Segundo a LDO 2010, para o próximo ano, apesar da queda da arrecadação relativa decorrente do menor crescimento previsto para o próximo ano e da renúncia de receita dos vários benefícios tributários anticrise, a União terá que fazer R$ 72,6 bilhões em superávit, dos quais até R$ 22,5 bilhões em investimentos predeterminados do PAC. Esse valor do PAC foi aumentado durante a tramitação da proposta. Os estados e municípios, que também padecem com os efeitos da crise, terão como meta R$ 32,1 bilhões. Esse montante poderá ser reduzido em R$ 1,7 bilhão, mediante compensação com um superávit maior da União. As empresas estatais federais, exceto a Petrobras, ficarão responsabilizadas por produzir R$ 6,7 bilhões de superávit, o que faz com que esse encargo recaia principalmente sobre as hidroelétricas de Itaipu Binacional e do Grupo Eletrobrás.
Os avanços alcançados
Apesar de todos os problemas, a proposta saiu do Congresso melhorada. Houve um aumento da margem de investimentos que poderão ser incluída como superávit – serão R$ 5 bilhões a mais pela troca do PPI pelo PAC – e a introdução de importantes determinações para as políticas das agências oficiais de fomento. Atendendo essa determinações, no BNDES, por exemplo, haverá linhas especiais para projetos do setor industrial que visem a substituição de importações, criando condições para a ampliar a nacionalização da produção, o emprego e a utilização da capacidade do parque industrial brasileiro, particularmente afetado pela queda da demanda externa. Essa emenda foi apresenta pelos parlamentares da bancada do PCdoB e pela Comissão de Desenvolvimento, Indústria e Comércio, presidida pelo Dep. Edmilson Valentim (PCdoB-RJ).
Também foram introduzidas medidas associadas aumentando a transparência dos gastos públicos. E o setor da saúde pôde comemorar uma vitória importante, que resultou em mais R$ 480 milhões para as ações de saúde no âmbito do SUS.
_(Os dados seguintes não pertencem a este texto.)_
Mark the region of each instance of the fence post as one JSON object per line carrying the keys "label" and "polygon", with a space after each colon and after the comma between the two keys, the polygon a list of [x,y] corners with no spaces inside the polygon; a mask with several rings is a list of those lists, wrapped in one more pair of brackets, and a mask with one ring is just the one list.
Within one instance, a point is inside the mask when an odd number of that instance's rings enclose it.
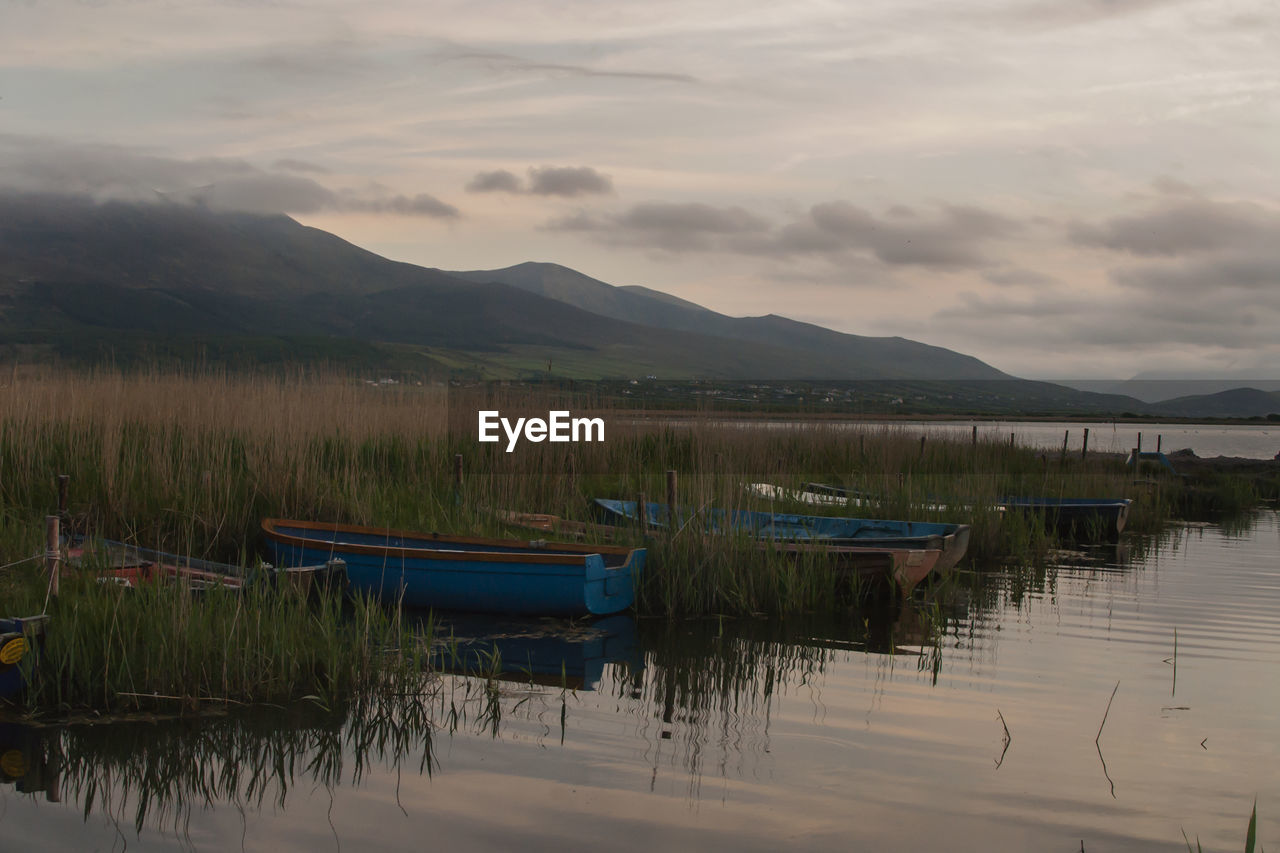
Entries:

O cenário mais provável para o Brasil em 2010, é o da retomada do crescimento. Mas, passada a tormenta, restarão muitos dos efeitos da crise. Era de se esperar que uma importante lição emergisse e fosse assimilada: o importante e insubstituível papel desempenhado pelo Estado na economia. A livre ação dos mercados não basta para propiciar o bem estar da sociedade, vindo a ser, em muito momentos, até prejudicial, gerando custos fiscais e instabilidade. O governo tem que ampliar a sua capacidade de planejar, realizar investimentos, fiscalizar, desenvolver programas sociais, enfim, determinar e implementar um projeto de sociedade com desenvolvimento econômico, com justiça social pela valorização do trabalho. Essas tarefas poderão ainda ser prejudicadas com as metas de superávit constantes da LDO aprovada, que ainda são mais de acordo com um modelo de estado mínimo, baseado na financeirização da economia e na satisfação dos interesses de mercado.
Esse deve ser um importante debate para o próximo ano, quando, no processo eleitoral, a sociedade brasileira poderá reafirmar a sua vontade, num plebiscito contra o retorno das políticas neoliberais e dos seus principais mentores.